Sunday, June 11, 2017

So original records are completely reliable, are they?

I have had some knotty problems to work out in my St. Augustine project.  This is one of the most amusing, to me.

I have a file on a fellow named Jose Manuel de Cala, and his wife, Francisca Rosy (or Rosi, the Spanish expression of the Italian name Rossi).  Francisca presents the problem, or, rather, the identification of her parents does.  It appears, deceptively, like there was a bit of Oedipus Rex here.

In the petition filed by Jose Dulcet for permission to marry Francisca, her first of three marriages, she is shown to be the daughter of Jose Rosy and Francisca Sans.(1)  Likewise, in the original record from the St.
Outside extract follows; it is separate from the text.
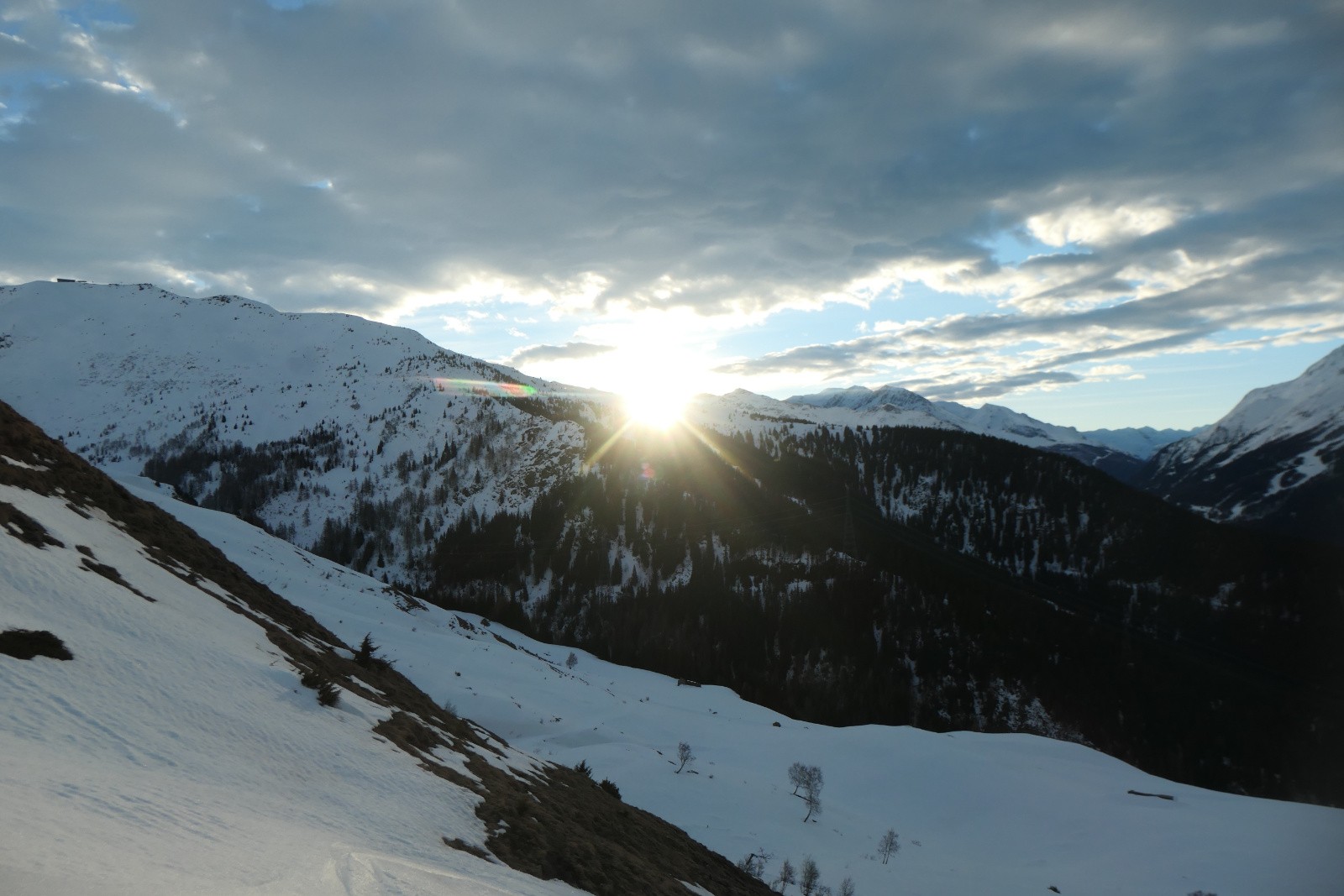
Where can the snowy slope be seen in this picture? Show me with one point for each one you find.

Augustine diocesan archive of that marriage, she is again shown to be the daughter of Jose Rosy and Francisca Sans. (2)  Again, on the original church record of her second marriage, to Francisco Sanchez, her parents are listed as Jose Rosy and Francisca Sans (wait for it; we're getting there).(3)
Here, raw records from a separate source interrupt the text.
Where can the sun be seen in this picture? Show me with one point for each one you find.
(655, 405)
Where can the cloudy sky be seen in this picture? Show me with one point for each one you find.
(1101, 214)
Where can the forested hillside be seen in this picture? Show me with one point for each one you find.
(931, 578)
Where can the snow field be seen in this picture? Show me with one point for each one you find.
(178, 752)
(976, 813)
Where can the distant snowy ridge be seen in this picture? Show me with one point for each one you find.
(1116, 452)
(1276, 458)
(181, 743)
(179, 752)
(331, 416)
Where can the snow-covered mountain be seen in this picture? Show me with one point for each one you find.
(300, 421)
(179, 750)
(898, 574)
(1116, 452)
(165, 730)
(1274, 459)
Okay, so there is all this evidence that Francisca's parents were as we have hashed out here.  However, when it came time for her to enter her third marriage, she having buried two husbands (life was riskier in those days), her father's name is suddenly Cayetano.(4)  On her death record, as well, the same name is recorded as Francisca's father.(5)  Both of these are original records.

So I dug further, in a translation I have of the church records of the San Pedro parish in New Smyrna, the plantation of Andrew Turnbull, where numbers of Minorcans, Italians, Greeks, and a few other nationalities were in conscripted labor growing and processing indigo.  I found a Cayetano Rosy, born 1 November 1773, baptized 2 November 1773, son of (are you ready?) Jose Rosy and Francisca Sans.(6)  I also found Francisca Rosy, born 31 January 1780, baptized 6 February 1780, daughter of (yes, you're right) Jose Rosy and Francisca Sans.(7)  There is another Cayetano Rosy there, too, but he was older, and married to someone else, not to Francisca Sans.  At least I was relieved to find that Francisca's brother had not married their mother!

Heed the warning: even an original record can be dead wrong!


1.  Petition of Jose Dulcet for permission to marry Francisca Rosy, Matrimonial licenses, Reel 132, Bundle 298R9, No. 89, East Florida Papers.

2.  Marriage of Jose Dulcet and Francisca Rosy, Ecclesiastical Records of the St. Augustine Diocese, White Marriages, Book 1, 1784-1801, 131-132, entry 148, http://vanderbilt.edu /esss/spanishflorida/index.php.

3.  Marriage of Francisco Sanchez and Francisca Rosy, Ecclesiastical Records of the St. Augustine Diocese, White Marriages, Book 1, 1784-1801, 23 [no entry numbers],  http://vanderbilt.edu /esss /spanishflorida/index.php.

 4.  Marriage of Jose Manuel de Cala and Francisca Rosy, Ecclesiastical Records of the St. Augustine Diocese, White Marriages, Book 2, 1802-1832, 99, entry 108, http://vanderbilt.edu /esss /spanishflorida/index.php.

5.  Death and burial of Francisca Rosy, Ecclesiastical Records of the St. Augustine Diocese, Deaths, Book 2, 1809-1882, 17-18, entry 34, http://vanderbilt.edu /esss/spanishflorida/index.php.

6.  Leonard J. McCown, compiler, Father Pedro Camps' Golden Book of the Minorcans (Irving, TX: self-published, 2003), 16.

7. Leonard J. McCown, compiler, Father Pedro Camps' Golden Book of the Minorcans (Irving, TX: self-published, 2003), 39.